Over the Shoulder Walks
This exercise is also done in a long hallway or with a helper next to the elderly patient. You stand straight with your feet shoulder width apart. Look behind one shoulder and hold that gaze while you walk forward a few steps. Stop and look over your other shoulder and repeat the few steps forward. Repeat the process five times with your head turned to each side. When you have mastered over the shoulder walks in this manner, take more steps forward at a time.
Back and Side Leg Raises
Back and side leg raises strengthen the lower back and the glutes to achieve better balance. The patient will first start by standing behind a chair for support and holding on to the top of it with both hands. They will slowly raise one leg straight backwards until it’s about four to six inches off the ground and return to the starting position. They will repeat this ten to fifteen times and then switch to the other leg.
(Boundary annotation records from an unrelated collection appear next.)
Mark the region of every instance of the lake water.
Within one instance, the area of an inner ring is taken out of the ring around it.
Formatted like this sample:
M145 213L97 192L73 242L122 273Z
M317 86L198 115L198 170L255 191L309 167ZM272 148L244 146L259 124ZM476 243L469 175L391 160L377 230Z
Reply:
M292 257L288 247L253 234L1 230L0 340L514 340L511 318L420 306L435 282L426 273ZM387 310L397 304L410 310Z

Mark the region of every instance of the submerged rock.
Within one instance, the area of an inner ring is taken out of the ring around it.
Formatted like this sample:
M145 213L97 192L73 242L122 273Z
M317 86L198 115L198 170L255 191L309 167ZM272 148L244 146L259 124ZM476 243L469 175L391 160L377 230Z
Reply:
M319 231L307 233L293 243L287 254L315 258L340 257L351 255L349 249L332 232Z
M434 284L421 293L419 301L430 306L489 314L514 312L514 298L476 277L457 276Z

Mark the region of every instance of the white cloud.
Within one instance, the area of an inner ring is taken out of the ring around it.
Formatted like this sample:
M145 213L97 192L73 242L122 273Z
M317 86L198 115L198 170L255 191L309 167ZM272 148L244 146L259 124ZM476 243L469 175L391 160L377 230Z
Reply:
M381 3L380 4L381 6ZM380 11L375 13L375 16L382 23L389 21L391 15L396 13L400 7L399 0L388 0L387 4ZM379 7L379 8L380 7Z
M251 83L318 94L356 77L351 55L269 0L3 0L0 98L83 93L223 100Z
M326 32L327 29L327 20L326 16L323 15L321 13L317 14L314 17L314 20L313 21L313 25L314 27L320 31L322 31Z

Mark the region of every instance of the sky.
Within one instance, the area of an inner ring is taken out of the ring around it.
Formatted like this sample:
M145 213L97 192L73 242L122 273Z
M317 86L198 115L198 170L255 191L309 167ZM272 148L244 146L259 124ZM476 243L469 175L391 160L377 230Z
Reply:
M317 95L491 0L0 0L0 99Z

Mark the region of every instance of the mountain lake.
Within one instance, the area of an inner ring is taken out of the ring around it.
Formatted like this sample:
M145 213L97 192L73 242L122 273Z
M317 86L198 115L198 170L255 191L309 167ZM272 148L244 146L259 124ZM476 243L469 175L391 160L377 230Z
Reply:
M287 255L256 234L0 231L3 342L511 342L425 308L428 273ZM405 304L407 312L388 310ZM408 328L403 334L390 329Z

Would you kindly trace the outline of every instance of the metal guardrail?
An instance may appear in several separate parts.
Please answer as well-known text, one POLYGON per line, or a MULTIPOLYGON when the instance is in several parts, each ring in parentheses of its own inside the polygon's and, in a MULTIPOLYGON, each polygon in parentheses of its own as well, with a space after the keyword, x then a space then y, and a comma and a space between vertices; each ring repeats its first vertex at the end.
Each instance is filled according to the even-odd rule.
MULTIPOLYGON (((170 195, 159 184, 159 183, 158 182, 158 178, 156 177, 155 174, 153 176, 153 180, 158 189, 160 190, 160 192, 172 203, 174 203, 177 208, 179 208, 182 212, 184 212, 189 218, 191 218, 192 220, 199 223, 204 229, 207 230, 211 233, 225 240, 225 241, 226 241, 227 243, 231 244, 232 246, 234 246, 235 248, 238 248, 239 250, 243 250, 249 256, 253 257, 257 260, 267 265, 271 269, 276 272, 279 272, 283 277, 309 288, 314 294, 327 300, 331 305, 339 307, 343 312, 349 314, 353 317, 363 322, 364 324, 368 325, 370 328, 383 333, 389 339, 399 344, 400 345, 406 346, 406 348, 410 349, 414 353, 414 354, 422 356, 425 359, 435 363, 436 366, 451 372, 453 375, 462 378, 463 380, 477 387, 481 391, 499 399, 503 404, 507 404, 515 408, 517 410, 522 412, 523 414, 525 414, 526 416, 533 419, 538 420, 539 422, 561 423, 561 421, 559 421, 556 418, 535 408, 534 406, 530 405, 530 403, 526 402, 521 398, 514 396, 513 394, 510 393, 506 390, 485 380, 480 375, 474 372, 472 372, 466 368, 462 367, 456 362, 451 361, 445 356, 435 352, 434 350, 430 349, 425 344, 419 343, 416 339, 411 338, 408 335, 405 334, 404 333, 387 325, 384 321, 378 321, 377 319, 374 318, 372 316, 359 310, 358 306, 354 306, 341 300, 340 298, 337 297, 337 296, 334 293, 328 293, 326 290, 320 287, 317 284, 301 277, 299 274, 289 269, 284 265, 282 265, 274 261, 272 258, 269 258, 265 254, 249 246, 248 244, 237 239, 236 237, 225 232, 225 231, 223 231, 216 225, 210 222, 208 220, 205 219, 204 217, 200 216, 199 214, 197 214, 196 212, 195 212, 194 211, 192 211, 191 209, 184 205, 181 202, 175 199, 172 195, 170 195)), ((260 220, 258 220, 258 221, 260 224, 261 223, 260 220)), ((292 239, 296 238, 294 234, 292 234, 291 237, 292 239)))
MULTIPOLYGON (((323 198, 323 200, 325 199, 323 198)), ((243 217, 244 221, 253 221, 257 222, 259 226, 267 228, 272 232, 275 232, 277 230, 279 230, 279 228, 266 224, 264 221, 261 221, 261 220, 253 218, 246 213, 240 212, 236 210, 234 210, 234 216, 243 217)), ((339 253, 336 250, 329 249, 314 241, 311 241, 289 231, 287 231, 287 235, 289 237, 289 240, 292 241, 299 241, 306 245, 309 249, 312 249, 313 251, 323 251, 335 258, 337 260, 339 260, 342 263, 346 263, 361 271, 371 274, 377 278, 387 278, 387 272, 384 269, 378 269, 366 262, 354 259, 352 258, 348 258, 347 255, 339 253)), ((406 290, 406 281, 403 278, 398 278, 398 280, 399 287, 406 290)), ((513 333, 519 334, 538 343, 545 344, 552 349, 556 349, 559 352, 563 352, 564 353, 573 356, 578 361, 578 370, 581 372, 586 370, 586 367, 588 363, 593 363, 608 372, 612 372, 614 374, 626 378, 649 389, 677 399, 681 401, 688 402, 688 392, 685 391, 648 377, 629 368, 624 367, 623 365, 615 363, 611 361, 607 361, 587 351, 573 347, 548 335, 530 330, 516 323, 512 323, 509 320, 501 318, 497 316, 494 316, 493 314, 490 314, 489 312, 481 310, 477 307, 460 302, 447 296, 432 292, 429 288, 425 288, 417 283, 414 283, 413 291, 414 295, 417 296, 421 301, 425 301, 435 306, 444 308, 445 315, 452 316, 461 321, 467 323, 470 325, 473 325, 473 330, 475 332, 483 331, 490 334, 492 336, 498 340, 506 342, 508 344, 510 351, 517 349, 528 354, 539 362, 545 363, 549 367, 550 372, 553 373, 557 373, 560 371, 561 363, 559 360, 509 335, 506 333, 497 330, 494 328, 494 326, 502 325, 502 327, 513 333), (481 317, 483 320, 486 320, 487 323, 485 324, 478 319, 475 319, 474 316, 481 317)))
Then the side leg raises are next. They are performed in the same manner by raising the left leg out sideways to the left and the right leg out sideways to the right.
Sit to Stands
This exercise for balance is much more difficult because they build the core and hamstring muscles strength, which are critical to maintaining balance. Begin by being seated in a sturdy chair with both feet flat on the floor at shoulder width apart. Then without moving the torso or adding momentum, stand up slowly. Pause while standing and then slowly return to the sitting position. Repeat this exercise five to ten times. You may need to start off more slowly and place both hands on the arms of a chair to rise or you may need to place one hand on the seat of the chair to help you rise and use more momentum at the beginning until you master sit to stands.
Explain to your elderly patient what balancing exercises are for, they most likely know someone who was older and suffered injuries from a fall already. You may need to make certain that they realize you aren’t trying to make them into a weight lifter or anything, but instead you want to help with balance issues to maintain a more healthy and productive life in their golden years.